Midweek meals need to be quick, tasty, and simple to follow. Enter, this chicken casserole – offering a healthy portion of vegetables and on the table in around half an hour, this is a meal that requires relatively little prep but offers a big payout in terms of taste and ease.
Ingredients (serves 4):
- 8 chicken thighs or drumsticks
- 4 large potatoes
- 4 large carrots
- 2 onions
- 1 tin of tomatoes
- 1/4 cup of red wine
- 2 cloves of garlic
- 1 teaspoon of salt
- 1 teaspoon of smoked paprika
- 1 teaspoon of ground black pepper
- 3 tablespoons of oil
- 1/2 cup of water
- Brown the chicken pieces in a pan by frying them with one tablespoon of oil for around 10 minutes.

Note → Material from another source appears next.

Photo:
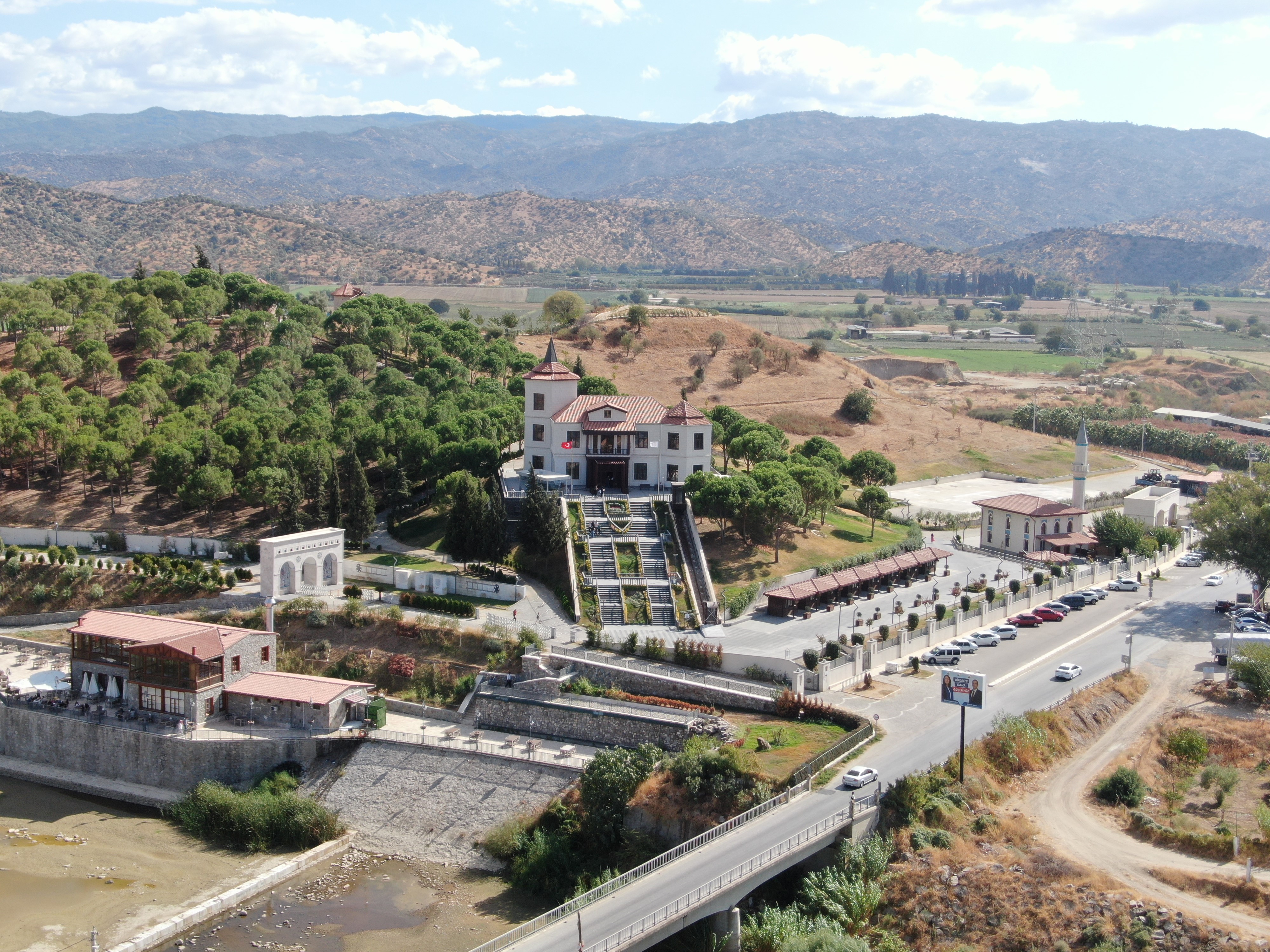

- Drain the fat from the pan, and place the chicken legs on a plate to rest.
- Dice the onions, garlic cloves, potatoes, and carrots and fry them in the pan with two tablespoons of oil for around 10 minutes.
- Add the salt, pepper, and smoked paprika to the vegetables.
- Heat the tomatoes in a pan, and stir in the water.
- Transfer everything to a baking tray, ensuring that the vegetables and chicken and covered by the tomatoes.
- Bake in an oven heated to 350 degrees F for half an hour.